Dr Beecher came onto the ward and shooed the visitors away from Czuczron. Outside, Ziska was steely and silent. She could taste his distrust and couldn’t resist twisting the stake.
‘So the Shop is training an army of elders? Carpathians. Intriguing times ahead.’
Ziska actually growled and faded into the shadows.
They lost the Angel, not to the sun or bad blood but to ambition. In flying form, he affected white eagle-feathers rather than leathery bat-membranes. He further lived up to his call sign by sporting golden eyes, pre-Raphaelite hippie curls and loose white robes. While unfolding his new wings for an examination, his brain burst from the strain of the shapeshift. Blood squirted in streams out of his eye-sockets.
Penelope was glad she wasn’t there to see that. Blood was her sustenance, but she was wearied by endless spilling of the stuff.
The rest of the pledges were sobered by the casualty. Officially, a training accident.
She took the seminar. The others had to learn from this incident.
‘Here is the paradox,’ she said. ‘Vampires are immortal, but most don’t last a year beyond turning. In the weeks after my death, I was nearly destroyed. I was fortunate. Many I could name were not. Tigers are an endangered species, too. It doesn’t do to be too efficient a predator. They get hunted to extinction. Now, would anyone like to say anything about the Angel?’
Desire sat quietly at the back, inexpressive. The new-born had slept with the pledge, before and after turning. She must also have been in his head, a greater intimacy than sex.

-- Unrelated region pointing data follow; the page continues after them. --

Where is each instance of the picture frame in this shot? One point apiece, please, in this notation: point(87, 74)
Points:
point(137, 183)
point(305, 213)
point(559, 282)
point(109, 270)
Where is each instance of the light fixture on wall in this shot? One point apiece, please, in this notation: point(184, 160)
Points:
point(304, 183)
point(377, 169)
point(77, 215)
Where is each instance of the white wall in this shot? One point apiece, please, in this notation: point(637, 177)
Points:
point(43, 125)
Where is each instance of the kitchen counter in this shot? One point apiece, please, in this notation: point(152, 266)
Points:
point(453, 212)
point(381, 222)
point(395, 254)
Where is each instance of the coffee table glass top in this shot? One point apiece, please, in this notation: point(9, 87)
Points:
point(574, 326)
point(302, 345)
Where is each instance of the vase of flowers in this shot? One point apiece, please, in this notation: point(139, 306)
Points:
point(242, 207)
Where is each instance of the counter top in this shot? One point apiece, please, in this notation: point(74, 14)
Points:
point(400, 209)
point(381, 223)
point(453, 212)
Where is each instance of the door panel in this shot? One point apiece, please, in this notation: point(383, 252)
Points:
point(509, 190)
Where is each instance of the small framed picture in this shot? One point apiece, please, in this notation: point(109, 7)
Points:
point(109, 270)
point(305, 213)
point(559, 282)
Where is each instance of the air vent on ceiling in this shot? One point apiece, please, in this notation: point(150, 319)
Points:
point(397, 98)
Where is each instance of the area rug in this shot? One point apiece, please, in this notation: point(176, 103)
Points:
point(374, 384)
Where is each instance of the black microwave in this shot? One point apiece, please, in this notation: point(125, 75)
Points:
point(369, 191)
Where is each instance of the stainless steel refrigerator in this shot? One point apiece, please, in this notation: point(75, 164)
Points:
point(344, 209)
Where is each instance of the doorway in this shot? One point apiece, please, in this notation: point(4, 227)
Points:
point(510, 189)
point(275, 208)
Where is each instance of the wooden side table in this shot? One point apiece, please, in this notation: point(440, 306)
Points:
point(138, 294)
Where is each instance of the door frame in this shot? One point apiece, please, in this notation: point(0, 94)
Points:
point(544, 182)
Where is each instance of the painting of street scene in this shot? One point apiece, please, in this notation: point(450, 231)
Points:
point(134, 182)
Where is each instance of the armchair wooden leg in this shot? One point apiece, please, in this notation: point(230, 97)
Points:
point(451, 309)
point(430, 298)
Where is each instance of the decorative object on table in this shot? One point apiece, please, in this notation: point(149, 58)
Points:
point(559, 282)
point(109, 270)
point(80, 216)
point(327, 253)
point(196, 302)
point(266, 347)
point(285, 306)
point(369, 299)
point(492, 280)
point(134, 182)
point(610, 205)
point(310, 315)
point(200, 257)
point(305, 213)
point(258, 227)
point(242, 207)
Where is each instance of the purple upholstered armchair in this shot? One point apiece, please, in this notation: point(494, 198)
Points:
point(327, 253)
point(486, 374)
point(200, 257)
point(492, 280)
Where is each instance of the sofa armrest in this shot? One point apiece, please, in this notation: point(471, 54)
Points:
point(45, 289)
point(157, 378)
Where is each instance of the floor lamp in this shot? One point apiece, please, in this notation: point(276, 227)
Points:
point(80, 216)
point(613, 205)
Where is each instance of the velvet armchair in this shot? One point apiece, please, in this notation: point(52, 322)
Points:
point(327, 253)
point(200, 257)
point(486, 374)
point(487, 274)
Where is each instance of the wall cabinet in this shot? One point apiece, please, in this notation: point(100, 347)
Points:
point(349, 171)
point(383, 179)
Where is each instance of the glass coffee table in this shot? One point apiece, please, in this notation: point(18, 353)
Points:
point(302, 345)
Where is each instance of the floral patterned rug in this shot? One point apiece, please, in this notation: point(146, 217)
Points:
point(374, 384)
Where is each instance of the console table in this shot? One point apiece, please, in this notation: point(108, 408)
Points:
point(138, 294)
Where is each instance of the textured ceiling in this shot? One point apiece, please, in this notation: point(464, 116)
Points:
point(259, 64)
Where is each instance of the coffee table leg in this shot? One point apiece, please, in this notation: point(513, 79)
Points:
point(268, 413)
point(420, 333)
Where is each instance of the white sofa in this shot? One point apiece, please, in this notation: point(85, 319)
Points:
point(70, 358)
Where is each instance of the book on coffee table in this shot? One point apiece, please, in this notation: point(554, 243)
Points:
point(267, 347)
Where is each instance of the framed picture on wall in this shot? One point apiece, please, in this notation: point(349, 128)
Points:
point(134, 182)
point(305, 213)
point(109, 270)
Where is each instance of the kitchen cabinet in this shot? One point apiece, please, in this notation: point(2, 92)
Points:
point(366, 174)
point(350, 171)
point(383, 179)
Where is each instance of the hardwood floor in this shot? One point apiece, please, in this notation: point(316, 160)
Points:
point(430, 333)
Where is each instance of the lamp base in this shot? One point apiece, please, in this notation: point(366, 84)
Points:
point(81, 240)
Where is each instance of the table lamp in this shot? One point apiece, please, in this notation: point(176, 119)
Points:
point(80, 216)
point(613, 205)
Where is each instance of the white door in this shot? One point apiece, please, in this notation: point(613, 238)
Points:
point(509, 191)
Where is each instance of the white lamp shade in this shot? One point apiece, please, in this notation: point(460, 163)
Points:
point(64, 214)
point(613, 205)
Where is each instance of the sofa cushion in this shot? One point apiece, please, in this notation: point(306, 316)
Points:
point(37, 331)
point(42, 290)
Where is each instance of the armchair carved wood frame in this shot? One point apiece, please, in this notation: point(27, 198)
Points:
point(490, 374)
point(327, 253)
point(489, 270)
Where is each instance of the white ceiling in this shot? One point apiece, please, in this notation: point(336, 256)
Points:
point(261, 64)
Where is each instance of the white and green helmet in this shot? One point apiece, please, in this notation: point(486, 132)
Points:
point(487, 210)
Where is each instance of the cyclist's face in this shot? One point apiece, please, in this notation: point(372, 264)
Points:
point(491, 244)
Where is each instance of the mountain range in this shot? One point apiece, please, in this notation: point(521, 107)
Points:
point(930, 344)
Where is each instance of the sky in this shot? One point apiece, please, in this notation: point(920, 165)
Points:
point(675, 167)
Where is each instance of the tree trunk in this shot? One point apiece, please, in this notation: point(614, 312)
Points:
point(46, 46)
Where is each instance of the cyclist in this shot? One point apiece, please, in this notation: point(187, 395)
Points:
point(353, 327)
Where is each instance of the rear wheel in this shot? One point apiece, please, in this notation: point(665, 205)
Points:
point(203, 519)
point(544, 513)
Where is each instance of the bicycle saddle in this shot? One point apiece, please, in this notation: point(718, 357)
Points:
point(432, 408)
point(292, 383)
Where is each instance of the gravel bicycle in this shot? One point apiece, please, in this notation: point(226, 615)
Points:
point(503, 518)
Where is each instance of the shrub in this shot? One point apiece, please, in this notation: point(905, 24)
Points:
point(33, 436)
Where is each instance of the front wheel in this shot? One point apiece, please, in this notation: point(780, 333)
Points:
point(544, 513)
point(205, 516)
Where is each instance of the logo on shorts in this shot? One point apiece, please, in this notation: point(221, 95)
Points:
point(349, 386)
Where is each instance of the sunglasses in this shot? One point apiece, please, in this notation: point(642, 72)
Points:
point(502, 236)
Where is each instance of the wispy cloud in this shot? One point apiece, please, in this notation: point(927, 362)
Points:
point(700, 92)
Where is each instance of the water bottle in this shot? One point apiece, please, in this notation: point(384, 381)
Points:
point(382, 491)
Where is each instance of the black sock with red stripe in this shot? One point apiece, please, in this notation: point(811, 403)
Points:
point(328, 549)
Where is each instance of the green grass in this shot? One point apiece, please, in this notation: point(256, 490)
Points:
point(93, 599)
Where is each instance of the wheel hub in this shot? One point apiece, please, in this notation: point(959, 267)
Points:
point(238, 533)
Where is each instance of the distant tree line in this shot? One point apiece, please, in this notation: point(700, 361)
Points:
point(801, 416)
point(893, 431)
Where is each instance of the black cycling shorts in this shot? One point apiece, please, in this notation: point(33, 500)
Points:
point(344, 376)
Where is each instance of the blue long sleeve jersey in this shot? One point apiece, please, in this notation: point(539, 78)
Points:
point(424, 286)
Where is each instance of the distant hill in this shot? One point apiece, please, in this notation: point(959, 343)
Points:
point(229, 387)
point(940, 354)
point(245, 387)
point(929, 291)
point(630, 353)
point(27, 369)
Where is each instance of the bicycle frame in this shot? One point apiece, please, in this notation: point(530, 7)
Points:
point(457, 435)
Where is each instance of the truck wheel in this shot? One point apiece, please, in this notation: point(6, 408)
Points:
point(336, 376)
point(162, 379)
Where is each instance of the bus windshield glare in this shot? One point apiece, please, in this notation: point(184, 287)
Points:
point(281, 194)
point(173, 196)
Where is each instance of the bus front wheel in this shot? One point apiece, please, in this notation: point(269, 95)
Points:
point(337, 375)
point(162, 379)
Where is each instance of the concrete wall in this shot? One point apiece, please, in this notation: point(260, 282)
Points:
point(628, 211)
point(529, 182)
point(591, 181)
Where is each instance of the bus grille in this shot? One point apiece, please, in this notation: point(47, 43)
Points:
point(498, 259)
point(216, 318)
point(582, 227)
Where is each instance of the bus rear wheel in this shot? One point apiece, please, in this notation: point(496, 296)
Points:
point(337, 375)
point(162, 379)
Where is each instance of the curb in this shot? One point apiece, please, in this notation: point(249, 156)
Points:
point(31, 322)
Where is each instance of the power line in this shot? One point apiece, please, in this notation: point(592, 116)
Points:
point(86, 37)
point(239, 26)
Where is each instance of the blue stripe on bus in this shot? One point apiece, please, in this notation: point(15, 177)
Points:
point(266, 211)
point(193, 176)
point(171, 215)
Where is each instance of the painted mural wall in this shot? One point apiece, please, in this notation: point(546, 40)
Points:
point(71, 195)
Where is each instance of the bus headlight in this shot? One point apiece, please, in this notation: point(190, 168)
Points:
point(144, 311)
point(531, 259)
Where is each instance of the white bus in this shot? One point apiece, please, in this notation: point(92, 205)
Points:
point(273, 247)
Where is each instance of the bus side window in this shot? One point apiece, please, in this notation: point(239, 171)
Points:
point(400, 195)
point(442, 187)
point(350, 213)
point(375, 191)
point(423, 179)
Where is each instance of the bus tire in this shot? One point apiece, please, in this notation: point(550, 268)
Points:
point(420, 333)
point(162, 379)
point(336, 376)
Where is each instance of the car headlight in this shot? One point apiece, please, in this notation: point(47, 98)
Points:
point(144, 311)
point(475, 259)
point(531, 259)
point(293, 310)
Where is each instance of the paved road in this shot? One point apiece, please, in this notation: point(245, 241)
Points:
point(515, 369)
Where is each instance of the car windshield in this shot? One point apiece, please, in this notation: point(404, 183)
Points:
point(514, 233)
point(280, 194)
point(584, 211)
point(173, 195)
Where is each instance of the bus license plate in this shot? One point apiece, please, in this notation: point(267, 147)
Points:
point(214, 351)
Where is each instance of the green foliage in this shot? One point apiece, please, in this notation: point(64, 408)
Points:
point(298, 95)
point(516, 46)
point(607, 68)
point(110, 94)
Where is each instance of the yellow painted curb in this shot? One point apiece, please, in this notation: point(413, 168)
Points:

Penny couldn’t tell if Desire had the Angel’s ghost - or psychic echo - tucked in the corner of her skull.
After several long clock-tick moments, Banshee put up his hand. He hadn’t ditched the screaming shirts since turning but now wore his weird eyeshade all the time.
‘We were blood brothers,’ Banshee said. All of us, except Iceman, we’ve shared blood. After we got through the first week, we had that party...’
After passing blood tests, a gaggle of flashdancers from a town titty bar had been brought in. For the pledges, this was their first chance to drink from a warm neck. One girl died and Velcro was up on a charge for a week.
‘Before dawn, we had a ceremony. We cut open our wrists and let the flows go together.’
Penny shuddered. She’d suffered a year of fever after her first warm meal, a sick child. Her leech-spots itched when she remembered.
‘Is this true?’ she asked the class.
‘It was righteous,’ said Velcro.
Penny looked at Desire. The girl nodded.
‘Dr Beecher will have to check you all over,’ Penny said. ‘Iceman, congratulations on opting out of the idiot club.’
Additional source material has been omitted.